# Naked Denny!!



## english_rider144 (Sep 12, 2008)

ahh nakie boy! he looks so cute. I adore the 7th pic.


----------



## appylover31803 (Sep 18, 2007)

aww he looks so cute naked!!


----------



## booner (Aug 17, 2008)

my question is why? is this for show?
he always looks cute though.


----------



## zanyoutthere (Jan 31, 2009)

wouldnt he get cold??


----------



## smrobs (Jul 30, 2008)

Aaawww. He looks so cute. It looks like his legs were dipped in chocolate. I bet he is freezing his butt off saying "Please mama, enough with the pictures. Where is my blankie?" LOL


----------



## free_sprtd (Oct 18, 2007)

hahaha he's so cute!! I love Denny, he has so much spunk!


----------



## Jubilee (Dec 15, 2008)

Isn't it a little cold for him to be streaking naked in the snow? Haha  

He's really cute and looks like he's having fun.

Jubilee


----------



## JustDressageIt (Oct 4, 2007)

He's such a dork!! He was having a blast running around in the snow and rolling and being a dink. It was quite warm out when I took the pictures.
Why? Becuase he's out of shape and works hard when I work him, even if it's a "light" ride and takes forever to cool off and dry any sweat. I'm always worried that he'll catch a chill. So I shaved him so he could dry quicker and therefore actually keep warmer... 
Does he get cold? Hahaha with the amount of blankets I throw on him... I'm pretty sure he's snugger than a bug in a rug 
Thank you all!!


----------



## Jubilee Rose (May 28, 2008)

Aww, cute pics!! He's always bouncing around like crazy!


----------



## JustDressageIt (Oct 4, 2007)

I call him my tall brown lippizzaner


----------



## Spyder (Jul 27, 2008)

Geeze after I saw "naked" I wanted to see the porno picture....what a disappointment.:-|


----------



## Moxie (May 28, 2008)

Oooh Denny... What did that crazy momma do to you now?

Me thinks he needs to come and stay with Aunty Bobbie.


----------



## NorthernMama (Mar 12, 2008)

Very cute -- reminds me of when I used to shave my dog for the summer. He would run around the house like he'd been tied for a month!

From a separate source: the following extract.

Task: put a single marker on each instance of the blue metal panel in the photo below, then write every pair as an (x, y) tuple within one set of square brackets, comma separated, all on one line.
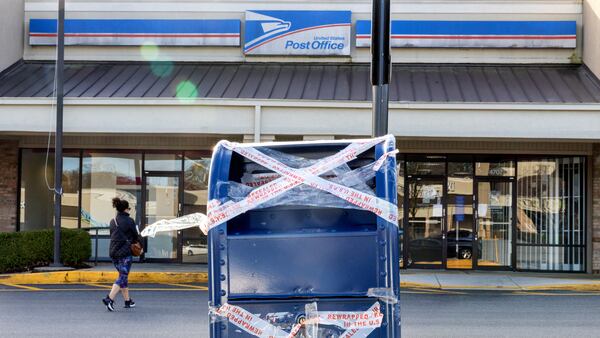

? though -- why do you have only one leg wrapped? My rule of thumb has always been if I wrap one, I wrap the other, no matter what it's for. This to provide additional support on the "good" leg in case of extra weight being put on it due to the wrap.


----------



## PoptartShop (Jul 25, 2010)

He is so gorgeous, JDI.  Nice clipping job! He's sooo cute!


----------



## mudypony (Jan 30, 2008)

He looks so cute!!! I love the second to last pic! He looks so amazing.


----------



## acey (Dec 3, 2008)

heehee i love when they first get clipped and they get a breeze up the bum and go craaazy!!!


----------



## my2geldings (Feb 18, 2008)

Just like most men, he likes to run in the nude  how is the leg coming along? want to see pics of the wound healing!


----------



## JustDressageIt (Oct 4, 2007)

Hehe too true Kelly!


----------



## JustDressageIt (Oct 4, 2007)

Alright, I'm back to my computer instead of my PSP... hehe

RE: the one wrapped leg... I did wrap both legs for a spell, but he is completely sound on his wrapped leg, and rests each back leg equally, so I don't feel a need to wrap both legs  If he were unsound or favoring one leg, I would definitely wrap both.


----------



## JustDressageIt (Oct 4, 2007)

Triple post.. haha sorry to dissapoint, Spyder..


----------



## Kiki (Feb 7, 2007)

What happned to his back leg? I noticed it was bandaged. Horses always look funny clipped but I prefer to keep it natrual and not clip em oh and it dsnt snow here.


----------



## Twilight Arabians (Dec 14, 2008)

he's so cute! good luck with him!!!


----------



## JustDressageIt (Oct 4, 2007)

Kiki, he caught himself on a strand of hotwire that was placed above the plank fencing. He's been healing for 3 months now.. grr.


----------